What these comparisons all have in common is the presumption that fashion is at bottom referential; that there is some reality prior to and outside of it that fashion exists, at least in part, as a commentary upon. Punk, so the thinking goes, was a referential reaction to the political realities of the ’70s and ’80s; similarly the work of Rubchinskiy, Gvasalia and Volkova is often perceived as a referential reaction to the current political climate. The Ballets Russes referred to a fantasy Russia; Gosha and Vetements refer to a real one. And this presumption is entirely in keeping with the new Russian ethos; for if their peculiar post-ironic take on commercial fashion is one pole of their revolutionary appeal, their brand of so-called Russian realism is the other. The look is most often described as an image of urban life in the Russia of the post–Cold War ’90s where the designers grew up: a world of danger and poverty, only cautiously beginning to open up to the West; of stoic, no-nonsense toughness and making do with nothing; and — most relevantly for the new aesthetic — of cheap fabrics, loud colours, knockoff brands and ill fits.
Whether or not this ideal is in fact expressive of all three of their separate experiences as Russians (they come from very different parts of Russia, and different upbringings both inside and outside of fashion), or of contemporary Russian life in general (all three emphasise the fact that Russia has changed greatly since the era they draw on for inspiration), is beside the point, because what’s made the new aesthetic popular is not its expressiveness, or any other quality intrinsic to it. It is, rather, its realism as such: a referential vision that has emerged to a world more than ready to accept it as the truth, plain and simple. In short, what has sold Gosha Rubchinskiy’s clothes around the world, granted It status to Lotta Volkova’s work and put Demna Gvasalia’s Vetements collective on the map — and Gvasalia himself at the head of Balenciaga — is a vision of Russian life that the three designers have successfully conjured up in the minds of non-Russians.

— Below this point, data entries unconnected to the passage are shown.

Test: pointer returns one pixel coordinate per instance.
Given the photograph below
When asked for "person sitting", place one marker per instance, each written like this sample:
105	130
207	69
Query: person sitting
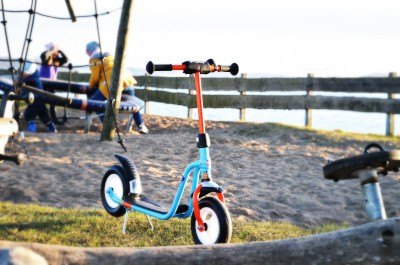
101	79
52	58
30	77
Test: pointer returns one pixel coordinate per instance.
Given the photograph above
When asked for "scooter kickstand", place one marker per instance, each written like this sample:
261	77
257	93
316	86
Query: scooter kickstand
125	221
151	224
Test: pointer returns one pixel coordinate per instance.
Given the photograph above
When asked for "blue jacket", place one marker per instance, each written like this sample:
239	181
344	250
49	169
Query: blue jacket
33	80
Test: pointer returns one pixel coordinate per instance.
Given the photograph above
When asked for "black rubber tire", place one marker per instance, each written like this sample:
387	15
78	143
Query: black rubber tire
217	221
115	176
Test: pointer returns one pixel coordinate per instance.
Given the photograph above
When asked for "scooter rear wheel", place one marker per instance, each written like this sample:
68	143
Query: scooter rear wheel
115	179
217	222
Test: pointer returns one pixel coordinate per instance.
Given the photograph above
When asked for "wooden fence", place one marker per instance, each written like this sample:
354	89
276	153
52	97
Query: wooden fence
308	101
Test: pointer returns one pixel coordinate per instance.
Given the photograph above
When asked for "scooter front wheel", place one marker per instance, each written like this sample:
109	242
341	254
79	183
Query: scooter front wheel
116	180
217	222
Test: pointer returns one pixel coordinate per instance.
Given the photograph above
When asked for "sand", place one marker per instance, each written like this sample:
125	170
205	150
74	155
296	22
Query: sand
269	172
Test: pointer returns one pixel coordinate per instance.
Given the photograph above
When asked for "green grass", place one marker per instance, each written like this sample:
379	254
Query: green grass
96	228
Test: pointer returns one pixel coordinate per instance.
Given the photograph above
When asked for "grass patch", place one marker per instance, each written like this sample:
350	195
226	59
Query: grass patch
96	228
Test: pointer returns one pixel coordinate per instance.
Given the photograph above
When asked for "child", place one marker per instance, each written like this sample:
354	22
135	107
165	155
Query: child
102	81
30	77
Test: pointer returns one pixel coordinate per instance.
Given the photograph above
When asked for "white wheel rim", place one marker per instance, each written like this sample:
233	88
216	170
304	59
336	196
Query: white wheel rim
113	181
210	218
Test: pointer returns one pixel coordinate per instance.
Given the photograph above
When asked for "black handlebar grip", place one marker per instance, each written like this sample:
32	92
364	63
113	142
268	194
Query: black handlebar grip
29	98
17	159
150	67
233	68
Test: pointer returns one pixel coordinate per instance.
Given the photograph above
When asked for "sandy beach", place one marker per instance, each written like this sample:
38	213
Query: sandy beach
269	172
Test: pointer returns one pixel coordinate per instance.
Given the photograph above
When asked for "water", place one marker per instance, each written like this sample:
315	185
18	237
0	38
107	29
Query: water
348	121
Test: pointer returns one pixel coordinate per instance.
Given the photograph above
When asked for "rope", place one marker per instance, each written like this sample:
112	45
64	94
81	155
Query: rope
111	101
4	22
56	17
65	117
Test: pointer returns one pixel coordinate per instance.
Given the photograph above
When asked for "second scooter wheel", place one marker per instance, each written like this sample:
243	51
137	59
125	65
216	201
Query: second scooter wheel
217	222
115	179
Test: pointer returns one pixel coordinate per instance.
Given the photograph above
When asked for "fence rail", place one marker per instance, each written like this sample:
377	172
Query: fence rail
389	85
245	86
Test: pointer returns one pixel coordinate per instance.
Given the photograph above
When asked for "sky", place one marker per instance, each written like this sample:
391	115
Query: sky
281	38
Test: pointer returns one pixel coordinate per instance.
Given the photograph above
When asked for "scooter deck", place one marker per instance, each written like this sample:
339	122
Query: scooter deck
149	204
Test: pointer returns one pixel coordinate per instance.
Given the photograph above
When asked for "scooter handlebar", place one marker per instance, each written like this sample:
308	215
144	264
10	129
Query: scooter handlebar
193	67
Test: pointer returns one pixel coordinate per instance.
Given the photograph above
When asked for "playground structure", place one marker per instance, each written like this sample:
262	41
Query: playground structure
128	105
8	124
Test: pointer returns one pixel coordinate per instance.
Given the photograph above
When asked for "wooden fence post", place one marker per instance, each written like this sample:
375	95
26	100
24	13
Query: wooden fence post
146	102
192	91
390	116
115	84
310	85
243	93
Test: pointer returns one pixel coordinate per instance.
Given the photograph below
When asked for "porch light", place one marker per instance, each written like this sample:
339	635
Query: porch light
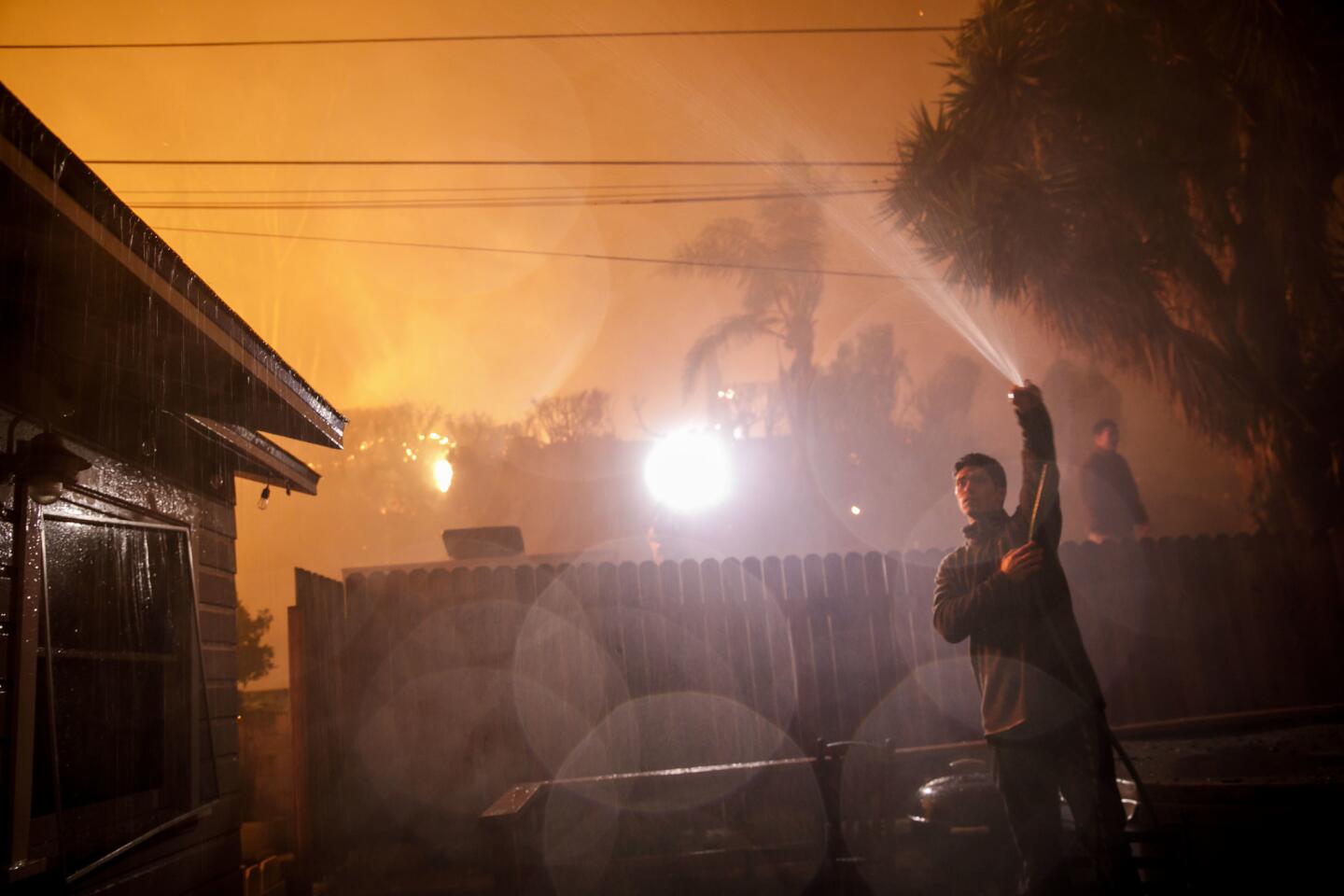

In large part, the success of this conjuring has been due to the fact that the Western world currently happens to be as eager to experience Russian reality as it is unable to ascertain that reality clearly for itself. Taking part somehow in Russian life — sealed behind the “Iron Curtain†until two and a half decades ago, and since then only tenuously revealed — has become very attractive to Westerners lately, for two reasons that have more to do with us than with them: it appeals to our old romanticism, which is drawn to the strange, mysterious and forbidden; and it appeals to our somewhat newer sense of globalism, which would very much like to understand and get along with everybody on our own terms — especially those who we sometimes suspect may hate us. The Russian designers neatly satisfy both of these attractions. In presenting us with a strange, openly antagonistic new idea, they appeal to our curiosity. In presenting it as a unified aesthetic — and more importantly, as a look that we can buy in London, Paris and New York — they make that idea as commercially available to us as an iPhone or a Louis Vuitton bag.

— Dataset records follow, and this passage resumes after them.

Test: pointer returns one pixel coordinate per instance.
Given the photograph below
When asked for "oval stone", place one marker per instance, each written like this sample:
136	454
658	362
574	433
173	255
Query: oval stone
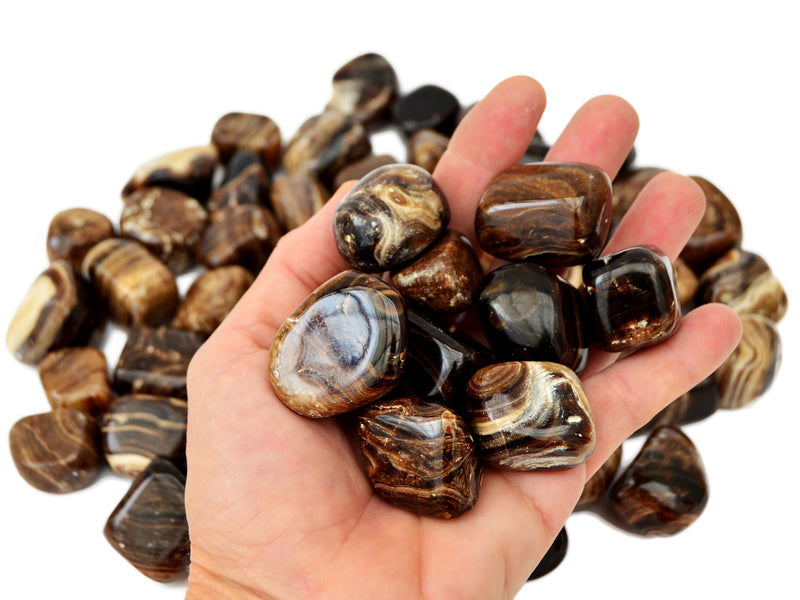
342	348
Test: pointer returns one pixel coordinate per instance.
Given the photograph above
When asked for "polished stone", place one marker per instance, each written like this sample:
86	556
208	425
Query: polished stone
342	348
632	299
58	451
553	214
419	455
148	527
445	278
530	415
389	217
664	489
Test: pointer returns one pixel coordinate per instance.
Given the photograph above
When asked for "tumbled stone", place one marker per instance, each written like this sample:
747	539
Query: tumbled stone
744	281
246	131
73	232
389	217
664	489
58	451
189	170
529	313
719	230
529	415
445	278
750	369
140	427
632	299
136	287
364	88
553	214
155	360
167	222
342	348
76	378
148	527
419	455
427	107
56	311
210	298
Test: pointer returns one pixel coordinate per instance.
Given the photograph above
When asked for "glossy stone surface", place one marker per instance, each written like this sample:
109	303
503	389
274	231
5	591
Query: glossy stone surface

That said, because our real attraction is ultimately not to those funny colours and odd fits, but to the idea of Russia itself, it has been crucial to the new aesthetic’s success that it be taken as truthful — as Russian realism — and not just as the design idiosyncrasy of one or two isolated people. Mysterious as Russia remains to us, this part of the new aesthetic’s appeal has had to rest pretty heavily on an assumption that is common to all referential art today: namely, that the more unpleasant and disordered a reference is, the more real the thing it refers to must be. Beauty, order and proportion (so the assumption goes) are artificial qualities, the presence of which, though enjoyable, always connotes a certain falsehood in a thing, and the absence of which can commend the truthfulness of a given depiction to us, even in the absence of any direct experience of the thing it depicts. It is entirely on the basis of this assumption, for example, that the aesthetic of the new Russian designers is favourably compared with that of the Ballets Russes: as simply another referential vision, the costumes of the new aesthetic may be every bit as fantastical (or realistic, for that matter) as folk costumes; but since the fantasy they represent is grittier and more overtly chaotic — as today we assume reality itself to be — it strikes us not as fantasy at all, but real.

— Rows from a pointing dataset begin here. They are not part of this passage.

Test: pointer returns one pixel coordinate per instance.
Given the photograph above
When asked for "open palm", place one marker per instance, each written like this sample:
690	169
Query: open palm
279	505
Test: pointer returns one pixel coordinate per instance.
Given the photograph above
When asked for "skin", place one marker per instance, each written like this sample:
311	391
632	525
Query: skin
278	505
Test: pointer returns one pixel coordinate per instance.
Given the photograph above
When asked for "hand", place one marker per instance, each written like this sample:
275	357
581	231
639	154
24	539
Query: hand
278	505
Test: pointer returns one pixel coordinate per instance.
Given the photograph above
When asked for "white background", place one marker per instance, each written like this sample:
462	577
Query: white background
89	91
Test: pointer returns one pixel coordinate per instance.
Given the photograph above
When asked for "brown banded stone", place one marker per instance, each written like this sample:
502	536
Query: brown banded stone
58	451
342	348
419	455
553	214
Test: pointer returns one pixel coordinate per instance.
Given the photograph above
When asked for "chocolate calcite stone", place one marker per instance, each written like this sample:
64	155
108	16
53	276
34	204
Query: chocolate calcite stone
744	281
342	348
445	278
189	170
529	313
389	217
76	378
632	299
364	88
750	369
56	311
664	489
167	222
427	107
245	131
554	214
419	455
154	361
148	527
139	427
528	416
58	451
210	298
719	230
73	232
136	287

This quality of realism seems paramount in the minds of Rubchinskiy, Gvasalia and Volkova, all of whom, whenever they talk about their work — whether discussing the commonalities or differences between their separate approaches — consistently refer to their sensibility as authentically Russian. And with good reason: authenticity is an extremely powerful idol in the design world, as in every other corner of the world today. By evoking it, however purposely, these designers have added considerable force to the not particularly groundbreaking novelty of their work, while at the same time arousing the feeling, so crucial to the success of many an avant-garde trend, that whatever faults may inhere in their work are after all authentic faults, and whatever misgivings the high-fashion world may feel about embracing it are only the incidental failures of that world to recognise a new real thing when they see it. By thus satisfying the referential art¬-lover’s desire for conspicuous disorder, along with the romantic globalist’s desire for a confrontational yet intelligible Russian identity, Rubchinskiy, Gvasalia and Volkova have proven more appealing to the high-fashion world than anyone — perhaps including themselves — imagined they would.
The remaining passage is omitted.